Ketika pemerintah mengambil kebijakan untuk menutup negara maka pemerintah justru mempunyai kesempatan yang besar untuk memperbaiki pola pikir masyarakat. Dapat dikatakan bahwa masa Sakoku adalah masa Jepang menjadi kepompong. Dalam masa Sakoku masyarakat Jepang banyak belajar memahamai bangsanya sendiri dan bangsa lain. Negara yang tertutup menghasilkan kondisi yang kondusif untuk membangun nasionalisme masyarakat, bahkan pada saat itu materi tentang nasionalisme dimasukkan dalam sistem pendidikan (Kokugaku). Ajaran perbaikan dalam agama Shinto yang dijadikan sebagai sudut pandang pembelajaran nasionalisme, diharapkan dapat membangkitkan rasa kebudayaan pada saat krisis. Hal itu juga diharapkan dapat meletakkan dasar -dasar bagi reaksi konservatif dan ketahanan terhadap ancaman asing di bawah naungan kekaisaran.
Untuk mengimbangi keterasingan dari dunia luar, agar tidak tertinggal dalam bidang ilmu pengetahuan, masyarakat Jepang tetap mempelajari ilmu – ilmu sains, terutama yang berasal dari Belanda (rangaku). Materi ini juga dimasukkan dalam sistem pendidikan. Namun, kebijakan pemerintah yang hanya mengizinkan Belanda untuk tinggal di Dejima, tanpa masuk wilayah Jepang membuat masyarakat lebih objektif dalam menerima ilmu – ilmu dari Belanda tersebut. Pembelajaran terhadap sains Eropa dengan metode struktural seperti ini adalah upaya pemerintah agar masyarakat tidak terkontaminasi budaya Barat dan dapat tetap menjunjung tinggi tradisi Jepang.

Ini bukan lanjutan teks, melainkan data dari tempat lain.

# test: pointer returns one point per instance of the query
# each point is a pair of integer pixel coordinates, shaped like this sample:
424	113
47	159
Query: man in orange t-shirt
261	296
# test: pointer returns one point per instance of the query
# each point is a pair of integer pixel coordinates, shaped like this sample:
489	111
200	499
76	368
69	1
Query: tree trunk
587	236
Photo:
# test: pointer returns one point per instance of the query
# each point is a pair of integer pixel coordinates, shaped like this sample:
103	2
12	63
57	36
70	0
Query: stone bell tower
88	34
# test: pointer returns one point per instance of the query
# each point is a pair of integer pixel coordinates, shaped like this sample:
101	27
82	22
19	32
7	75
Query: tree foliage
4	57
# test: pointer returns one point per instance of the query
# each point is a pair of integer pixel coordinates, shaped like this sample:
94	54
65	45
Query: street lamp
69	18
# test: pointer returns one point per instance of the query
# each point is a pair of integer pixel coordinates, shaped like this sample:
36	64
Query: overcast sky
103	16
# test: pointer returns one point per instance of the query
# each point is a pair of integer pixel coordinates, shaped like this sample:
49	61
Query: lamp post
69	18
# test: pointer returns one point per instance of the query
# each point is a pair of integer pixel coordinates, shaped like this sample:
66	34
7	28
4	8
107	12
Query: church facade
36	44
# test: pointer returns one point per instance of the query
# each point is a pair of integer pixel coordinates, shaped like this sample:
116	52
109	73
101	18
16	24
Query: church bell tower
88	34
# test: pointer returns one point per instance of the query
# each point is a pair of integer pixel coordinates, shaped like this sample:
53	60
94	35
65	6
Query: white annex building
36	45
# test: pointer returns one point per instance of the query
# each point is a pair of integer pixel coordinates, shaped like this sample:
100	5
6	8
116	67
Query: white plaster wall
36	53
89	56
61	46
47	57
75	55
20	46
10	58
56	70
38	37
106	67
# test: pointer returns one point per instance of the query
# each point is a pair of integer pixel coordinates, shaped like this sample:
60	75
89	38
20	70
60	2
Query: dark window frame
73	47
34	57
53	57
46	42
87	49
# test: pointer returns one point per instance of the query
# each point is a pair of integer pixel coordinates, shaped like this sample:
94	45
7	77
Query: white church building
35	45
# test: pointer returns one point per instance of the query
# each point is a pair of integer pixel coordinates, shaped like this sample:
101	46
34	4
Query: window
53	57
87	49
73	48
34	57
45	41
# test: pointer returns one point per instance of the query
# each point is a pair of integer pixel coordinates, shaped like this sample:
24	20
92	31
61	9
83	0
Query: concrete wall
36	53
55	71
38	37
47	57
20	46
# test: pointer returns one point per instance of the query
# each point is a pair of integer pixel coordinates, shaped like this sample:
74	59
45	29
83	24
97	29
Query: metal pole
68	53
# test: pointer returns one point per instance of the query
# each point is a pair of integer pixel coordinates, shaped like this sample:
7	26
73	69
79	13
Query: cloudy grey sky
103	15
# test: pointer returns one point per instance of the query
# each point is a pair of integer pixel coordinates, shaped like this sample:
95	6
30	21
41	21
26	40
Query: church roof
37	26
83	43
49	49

Sakoku, kebijakan penutupan negara merupakan awal terbentuknya nasionalisme Jepang hingga pada masa Perang Dunia II Jepang, pernah dikenal sebagai negara penganut ultranasionalisme. Merujuk pendapat Arief Budiman seorang pengamat politik, bahwa nasionalisme adalah sesuatu hal yang sangat sulit digarap. Itulah yang terjadi pada Jepang di masa pra dan pasca Sakoku. Masyarakat Jepang yang dulunya awam akan nasionalisme berkembang menjadi masyarakat Jepang yang terlalu membanggakan negaranya hingga menjajah negara lain.